„Dei Gloriam“-Preis verliehen

Heinrich Pesch Haus ehrt Freunde und Förderer

Zum zweiten Mal hat das Heinrich Pesch Haus den „Dei Gloriam“-Preis verliehen. Für ihre langjährige strukturelle Förderung wurden am Sonntag, 1. Dezember, Dr. Marianne Gretz und Prof. Dr. Norbert Gretz ausgezeichnet. Günter Rill und die Freunde und Förderer des Heinrich Pesch Hauses erhielten den Preis in der zweiten Kategorie – die der aktuellen Unterstützer. Der besinnliche Abend „Geschichten bei Kerzenschein“ mit Geschichtenerzähler André Wülfing und dem Duo TRAZZ bot den passenden Rahmen für die besondere Auszeichnung.

„Das Heinrich Pesch Haus will mit dem „Dei Gloriam“-Preis Menschen ehren und ihnen danken, die sich in außergewöhnlicher Weise um die Ziele des Hauses verdient gemacht haben“, sagte der Direktor des Heinrich Pesch Hauses, Pater Tobias Zimmermann SJ. „Denn Häuser brauchen Menschen, auf denen sie gegründet sind.“ Es brauche Netzwerke und Strukturen.

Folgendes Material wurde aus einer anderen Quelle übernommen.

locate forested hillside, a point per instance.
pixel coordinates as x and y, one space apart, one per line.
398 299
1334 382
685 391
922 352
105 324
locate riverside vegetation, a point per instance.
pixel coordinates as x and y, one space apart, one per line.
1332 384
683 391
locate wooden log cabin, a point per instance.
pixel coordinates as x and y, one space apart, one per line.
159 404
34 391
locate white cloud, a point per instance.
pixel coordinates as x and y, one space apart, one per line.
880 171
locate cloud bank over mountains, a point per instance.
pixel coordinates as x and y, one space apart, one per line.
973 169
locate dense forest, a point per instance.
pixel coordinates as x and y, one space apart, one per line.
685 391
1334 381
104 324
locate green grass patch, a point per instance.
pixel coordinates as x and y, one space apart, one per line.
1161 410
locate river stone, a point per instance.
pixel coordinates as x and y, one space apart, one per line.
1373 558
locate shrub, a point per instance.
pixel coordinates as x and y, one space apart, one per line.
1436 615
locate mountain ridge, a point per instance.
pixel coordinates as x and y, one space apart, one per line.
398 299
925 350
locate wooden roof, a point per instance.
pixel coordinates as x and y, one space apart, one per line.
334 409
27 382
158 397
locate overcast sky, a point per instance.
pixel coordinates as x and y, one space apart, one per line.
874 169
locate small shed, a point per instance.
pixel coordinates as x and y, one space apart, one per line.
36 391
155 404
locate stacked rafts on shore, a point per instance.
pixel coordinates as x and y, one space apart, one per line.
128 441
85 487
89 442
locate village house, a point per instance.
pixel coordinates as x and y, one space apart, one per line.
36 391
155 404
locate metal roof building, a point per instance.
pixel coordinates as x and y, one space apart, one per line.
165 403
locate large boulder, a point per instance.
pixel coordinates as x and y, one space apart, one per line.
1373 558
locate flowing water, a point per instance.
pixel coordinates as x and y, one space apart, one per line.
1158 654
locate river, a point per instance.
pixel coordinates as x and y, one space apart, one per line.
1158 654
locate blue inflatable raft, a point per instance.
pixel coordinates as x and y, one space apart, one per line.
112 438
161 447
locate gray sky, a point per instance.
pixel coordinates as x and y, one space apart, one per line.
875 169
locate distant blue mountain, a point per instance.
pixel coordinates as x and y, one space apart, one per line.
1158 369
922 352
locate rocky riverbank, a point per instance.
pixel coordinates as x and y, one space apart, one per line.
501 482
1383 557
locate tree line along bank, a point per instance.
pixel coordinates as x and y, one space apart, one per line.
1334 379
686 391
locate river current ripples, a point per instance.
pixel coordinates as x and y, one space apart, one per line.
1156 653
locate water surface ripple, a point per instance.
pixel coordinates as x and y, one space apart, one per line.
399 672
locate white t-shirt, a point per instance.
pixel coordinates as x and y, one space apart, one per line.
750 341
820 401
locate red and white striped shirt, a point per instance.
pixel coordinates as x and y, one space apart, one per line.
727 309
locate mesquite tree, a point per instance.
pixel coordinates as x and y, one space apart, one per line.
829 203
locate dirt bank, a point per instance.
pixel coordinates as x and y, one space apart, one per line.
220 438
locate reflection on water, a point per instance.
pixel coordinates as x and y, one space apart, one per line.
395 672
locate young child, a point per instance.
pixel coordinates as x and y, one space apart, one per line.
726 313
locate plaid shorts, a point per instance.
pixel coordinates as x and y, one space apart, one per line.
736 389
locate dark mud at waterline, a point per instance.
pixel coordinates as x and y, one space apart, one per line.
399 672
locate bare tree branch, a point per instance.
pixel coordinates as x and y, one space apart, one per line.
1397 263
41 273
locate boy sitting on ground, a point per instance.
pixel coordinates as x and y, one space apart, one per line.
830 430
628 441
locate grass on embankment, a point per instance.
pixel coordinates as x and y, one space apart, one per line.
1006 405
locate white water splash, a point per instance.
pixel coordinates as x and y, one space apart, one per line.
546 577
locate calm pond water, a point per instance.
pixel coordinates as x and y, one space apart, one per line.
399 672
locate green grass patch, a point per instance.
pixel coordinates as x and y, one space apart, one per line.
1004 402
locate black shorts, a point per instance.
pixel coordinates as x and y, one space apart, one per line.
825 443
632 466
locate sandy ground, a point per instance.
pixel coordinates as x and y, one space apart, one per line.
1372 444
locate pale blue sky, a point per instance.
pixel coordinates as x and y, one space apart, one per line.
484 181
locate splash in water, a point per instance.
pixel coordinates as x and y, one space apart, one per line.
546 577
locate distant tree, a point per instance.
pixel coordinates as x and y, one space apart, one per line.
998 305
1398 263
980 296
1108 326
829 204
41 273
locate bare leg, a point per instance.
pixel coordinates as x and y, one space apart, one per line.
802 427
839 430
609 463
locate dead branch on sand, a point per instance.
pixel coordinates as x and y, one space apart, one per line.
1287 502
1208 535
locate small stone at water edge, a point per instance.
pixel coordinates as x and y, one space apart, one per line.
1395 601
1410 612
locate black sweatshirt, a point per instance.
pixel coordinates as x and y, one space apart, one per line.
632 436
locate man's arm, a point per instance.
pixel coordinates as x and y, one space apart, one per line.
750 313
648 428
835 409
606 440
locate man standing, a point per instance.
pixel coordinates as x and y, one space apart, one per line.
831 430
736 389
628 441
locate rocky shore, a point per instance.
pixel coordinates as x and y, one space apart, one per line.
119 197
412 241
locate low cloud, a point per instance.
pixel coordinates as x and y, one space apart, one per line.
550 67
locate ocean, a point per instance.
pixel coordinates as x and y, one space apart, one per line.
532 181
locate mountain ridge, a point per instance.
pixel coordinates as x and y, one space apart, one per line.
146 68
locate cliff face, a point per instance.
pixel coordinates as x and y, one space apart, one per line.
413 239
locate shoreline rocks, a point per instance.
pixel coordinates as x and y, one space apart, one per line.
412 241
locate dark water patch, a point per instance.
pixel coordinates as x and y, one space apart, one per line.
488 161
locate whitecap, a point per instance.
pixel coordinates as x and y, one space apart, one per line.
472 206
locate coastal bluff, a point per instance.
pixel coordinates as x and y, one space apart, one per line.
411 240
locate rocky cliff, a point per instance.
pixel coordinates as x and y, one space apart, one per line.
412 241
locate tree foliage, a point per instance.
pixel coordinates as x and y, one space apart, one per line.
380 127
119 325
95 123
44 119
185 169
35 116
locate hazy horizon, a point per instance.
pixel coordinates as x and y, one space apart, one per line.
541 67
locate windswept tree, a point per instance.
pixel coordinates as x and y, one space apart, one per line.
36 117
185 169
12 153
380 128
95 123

Vor allem brauche es Menschen, die der katholischen Akademie in Freundschaft verbunden seien, die mitdenken, die tatkräftig unterstützen.

Großherzige und tatkräftige Unterstützung

So wie Dr. Marianne Gretz und Prof. Dr. Norbert Gretz. Das Ehepaar begleitet das Heinrich Pesch Haus schon seit vielen Jahren. „Es gibt Menschen, die mit ihrem Berufsleben ausgefüllt sind, die aber trotzdem über den Tellerrand hinausschauen, die gut und sorgfältig hinschauen, mal still stehen und zugucken. Und dann genau merken, wo Unterstützung gebraucht wird. So seid ihr“, würdigte Pater Tobias Zimmermann SJ die Preisträger in der Kategorie Aedificantes. Er dankte Marianne und Norbert Gretz besonders für ihre „großherzige und tatkräftige Unterstützung“, sei es in der Bildungsarbeit für Geflüchtete oder bei der Heinrich Pesch Siedlung.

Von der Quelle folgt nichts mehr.